Hunter Bell added: “I was just happy to get an upgrade from last year. Everyone was giving me a hard time, saying ‘why don’t you do 15, why don’t you do 15?’ And I felt like I’ve got something to show in the eight. The girls are too good, you can’t go into it half-baked and expect to be the best in the world or get up and come out with a medal.
“Now it depends on what Faith Kipyegon wants to do. If she decides to move up [to 5000m] I would love to go into 1500m thinking I can win it. Being a 1.54 800m runner, I think hopefully would put me in a really good position to win 1500s. But I am happy that I decided to just put all my eggs into the basket for the 800.”
The final day had been pegged as the big one for GB and NI, but aside from the women’s 800m, the other medal shots all fell short.

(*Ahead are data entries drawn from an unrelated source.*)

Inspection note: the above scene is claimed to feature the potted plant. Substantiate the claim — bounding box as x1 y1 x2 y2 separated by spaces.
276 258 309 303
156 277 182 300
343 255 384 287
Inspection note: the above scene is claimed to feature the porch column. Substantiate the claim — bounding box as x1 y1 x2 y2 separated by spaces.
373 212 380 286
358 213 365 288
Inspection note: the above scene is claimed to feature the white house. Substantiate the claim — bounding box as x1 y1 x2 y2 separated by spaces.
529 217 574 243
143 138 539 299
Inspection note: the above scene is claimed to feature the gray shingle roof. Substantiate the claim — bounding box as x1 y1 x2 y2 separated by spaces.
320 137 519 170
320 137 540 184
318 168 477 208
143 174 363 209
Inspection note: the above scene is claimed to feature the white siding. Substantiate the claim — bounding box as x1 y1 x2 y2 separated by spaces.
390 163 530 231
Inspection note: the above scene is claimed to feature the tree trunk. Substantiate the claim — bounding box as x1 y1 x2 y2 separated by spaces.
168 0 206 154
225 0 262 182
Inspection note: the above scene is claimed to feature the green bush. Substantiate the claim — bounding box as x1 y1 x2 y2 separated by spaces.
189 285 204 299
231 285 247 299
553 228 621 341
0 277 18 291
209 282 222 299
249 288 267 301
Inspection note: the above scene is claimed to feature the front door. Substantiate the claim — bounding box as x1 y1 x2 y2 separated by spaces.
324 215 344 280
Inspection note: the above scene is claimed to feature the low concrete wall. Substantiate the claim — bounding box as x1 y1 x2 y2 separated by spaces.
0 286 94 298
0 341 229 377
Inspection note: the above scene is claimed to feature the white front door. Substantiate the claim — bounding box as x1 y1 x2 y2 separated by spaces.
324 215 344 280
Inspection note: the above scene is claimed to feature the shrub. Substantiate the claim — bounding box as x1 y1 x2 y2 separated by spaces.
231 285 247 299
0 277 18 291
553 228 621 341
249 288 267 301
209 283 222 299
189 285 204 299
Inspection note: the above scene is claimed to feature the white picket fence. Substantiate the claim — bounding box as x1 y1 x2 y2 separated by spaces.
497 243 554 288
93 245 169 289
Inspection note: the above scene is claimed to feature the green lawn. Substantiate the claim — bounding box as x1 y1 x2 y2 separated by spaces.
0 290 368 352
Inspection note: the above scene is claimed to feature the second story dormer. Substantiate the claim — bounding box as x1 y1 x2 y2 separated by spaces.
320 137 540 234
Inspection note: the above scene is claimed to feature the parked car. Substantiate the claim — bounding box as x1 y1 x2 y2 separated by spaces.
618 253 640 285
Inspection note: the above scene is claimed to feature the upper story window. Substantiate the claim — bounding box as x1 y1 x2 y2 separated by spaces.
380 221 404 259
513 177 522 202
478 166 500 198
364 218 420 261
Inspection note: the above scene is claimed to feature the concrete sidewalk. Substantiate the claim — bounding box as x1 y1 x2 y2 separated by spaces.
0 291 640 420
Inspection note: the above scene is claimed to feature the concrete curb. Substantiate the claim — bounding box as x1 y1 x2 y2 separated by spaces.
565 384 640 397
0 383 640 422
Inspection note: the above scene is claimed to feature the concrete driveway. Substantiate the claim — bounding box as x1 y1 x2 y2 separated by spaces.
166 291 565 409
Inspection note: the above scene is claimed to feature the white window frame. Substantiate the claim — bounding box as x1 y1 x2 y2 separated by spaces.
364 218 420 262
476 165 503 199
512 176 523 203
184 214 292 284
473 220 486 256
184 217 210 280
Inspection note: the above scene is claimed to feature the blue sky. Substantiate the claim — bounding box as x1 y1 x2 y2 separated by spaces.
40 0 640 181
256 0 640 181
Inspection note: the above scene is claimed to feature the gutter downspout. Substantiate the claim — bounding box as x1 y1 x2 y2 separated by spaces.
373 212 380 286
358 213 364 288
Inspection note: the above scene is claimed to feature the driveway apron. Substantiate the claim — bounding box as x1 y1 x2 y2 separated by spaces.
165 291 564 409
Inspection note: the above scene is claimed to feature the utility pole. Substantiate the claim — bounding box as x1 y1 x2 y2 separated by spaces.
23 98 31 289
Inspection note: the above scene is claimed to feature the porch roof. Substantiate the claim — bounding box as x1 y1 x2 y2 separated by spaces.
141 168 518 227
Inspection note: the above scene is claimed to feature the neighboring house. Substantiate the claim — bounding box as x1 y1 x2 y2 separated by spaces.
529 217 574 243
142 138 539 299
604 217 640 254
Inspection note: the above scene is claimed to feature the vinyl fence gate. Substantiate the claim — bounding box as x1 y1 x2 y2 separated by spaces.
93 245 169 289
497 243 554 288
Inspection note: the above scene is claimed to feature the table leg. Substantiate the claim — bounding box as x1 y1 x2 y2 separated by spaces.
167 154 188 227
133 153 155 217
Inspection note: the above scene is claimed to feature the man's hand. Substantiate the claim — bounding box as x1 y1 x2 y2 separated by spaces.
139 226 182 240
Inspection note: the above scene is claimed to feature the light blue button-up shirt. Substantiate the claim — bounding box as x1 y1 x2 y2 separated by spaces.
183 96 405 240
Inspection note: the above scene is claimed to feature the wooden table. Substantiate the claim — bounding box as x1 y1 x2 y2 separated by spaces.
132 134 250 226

George Mills was never in contention over 5000m, as Cole Hocker earned redemption for his 1500m disqualification to claim gold, while Morgan Lake started strongly in the high jump before the rain started pouring and she failed three times at 1.97m, finishing seventh.
In the relays, the men’s 4x400m quartet were always up against it with individual duo Sam Reardon and Matt Hudson-Smith both ruled out, and they duly came in sixth.
Finally, the women’s 4x100m, featuring 200m silver medallist Amy Hunt, had dreamed of gold but ended up in fourth as Melissa Jefferson-Wooden completed the hat-trick of titles over 100m, 200m and the relay with the States. Jamaica, in Shelly-Ann Fraser-Pryce’s final race, took silver, with Germany in bronze.
That means GB and NI finish these Worlds without a gold medal for the first time since 2003 in Paris – that was also the last year they failed to win a relay medal.
The total haul of five medals matches Doha six years ago, with British bosses admitting that the rest of the world has started to up their investment in relays, while vowing to bounce back from this disappointment.
Performance director Paula Dunn said: “What we’re seeing now across the nations is that everybody’s investing in relays. Everybody, the Dutch, the Germans. For me, it’s like the marginal advantage we had has gone. We have now got to really focus in on it.”
Dunn acknowledged the overriding disappointment from these Championships, even if she believes it can serve the team well in the build-up to the 2027 Worlds in Beijing and the Olympics in Los Angeles a year later.
She said: “Disappointment is sometimes a good thing. Because we have now got an opportunity to put things right. For the next year for the Europeans and Commonwealth Games. And then come back to Beijing.
“This is a dress rehearsal because this climate is intense. We want to be one of the best nations. But sometimes you have those years where it’s a rebuild year.”